Live art is all over the place at Frieze, and while that sounds like a recipe for extreme pain (who needs more distraction at an art fair), the quality has actually been really strong: Franz Erhard Walther works are being performed in one corner, a group of 10 people are modeling pink James Lee Byars hats, Nick Mauss is staging a ballet, and last night, near closing time, an 11-piece band was playing rollicking show tunes, drawing a huge crowd, and earning roaring applause. What in the world?

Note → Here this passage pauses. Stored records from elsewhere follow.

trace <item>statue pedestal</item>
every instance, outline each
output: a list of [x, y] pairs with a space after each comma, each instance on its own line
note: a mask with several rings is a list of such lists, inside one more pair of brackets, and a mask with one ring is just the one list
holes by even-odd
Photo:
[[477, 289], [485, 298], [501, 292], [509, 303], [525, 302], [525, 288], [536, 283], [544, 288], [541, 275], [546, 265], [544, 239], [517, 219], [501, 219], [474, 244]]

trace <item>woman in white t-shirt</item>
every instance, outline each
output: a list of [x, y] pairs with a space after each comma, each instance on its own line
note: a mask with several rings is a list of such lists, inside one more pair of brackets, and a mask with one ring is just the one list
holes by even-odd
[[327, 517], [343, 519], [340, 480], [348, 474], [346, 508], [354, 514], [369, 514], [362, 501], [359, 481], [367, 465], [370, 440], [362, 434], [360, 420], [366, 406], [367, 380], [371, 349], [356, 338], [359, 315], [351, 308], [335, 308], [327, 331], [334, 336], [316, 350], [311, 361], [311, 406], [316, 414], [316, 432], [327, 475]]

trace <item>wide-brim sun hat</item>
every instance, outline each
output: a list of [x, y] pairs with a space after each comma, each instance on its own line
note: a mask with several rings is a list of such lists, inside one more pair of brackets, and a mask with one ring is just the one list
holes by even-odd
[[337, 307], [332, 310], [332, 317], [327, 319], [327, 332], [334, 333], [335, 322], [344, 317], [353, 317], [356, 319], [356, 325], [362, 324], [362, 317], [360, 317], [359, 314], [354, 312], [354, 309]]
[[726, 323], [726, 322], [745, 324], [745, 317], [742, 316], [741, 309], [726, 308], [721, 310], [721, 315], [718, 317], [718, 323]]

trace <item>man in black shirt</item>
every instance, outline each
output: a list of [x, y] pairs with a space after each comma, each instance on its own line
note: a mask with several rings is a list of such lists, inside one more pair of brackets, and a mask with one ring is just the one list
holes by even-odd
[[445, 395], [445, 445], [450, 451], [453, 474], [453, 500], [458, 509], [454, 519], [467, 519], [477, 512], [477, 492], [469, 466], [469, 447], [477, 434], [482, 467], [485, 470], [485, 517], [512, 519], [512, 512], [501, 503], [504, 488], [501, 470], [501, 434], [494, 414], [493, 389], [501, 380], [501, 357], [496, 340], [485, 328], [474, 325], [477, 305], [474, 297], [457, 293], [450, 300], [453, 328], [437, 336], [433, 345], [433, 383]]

The man behind the concert is artist Jonathan Berger, who is staging his show “On Creating Reality, by Andy Kaufman,” which is a research-intensive look at the life and art of the late, great, outrageously free-thinking comic, as part of Frieze’s Projects initiative. (New Yorkers may recall the version of the exhibition that appeared at Maccarone gallery last year.) The music, put together by Berger and conductor Gregg Sutton, is a reconstruction of the never-recorded material that Kaufman had performed at his legendary 1979 show at Carnegie Hall, which famously included a dessert of milk and cookies for every audience member. (No sign of those here, though there are great chocolate-chip cookies at the nearby outpost of Gail’s Kitchen.)
Ephemera from Kaufman’s life is on view in a side gallery, along with a round table, where people who knew the comedian will be on hand throughout the fair to discuss him. The band plays every evening at 6:30 p.m.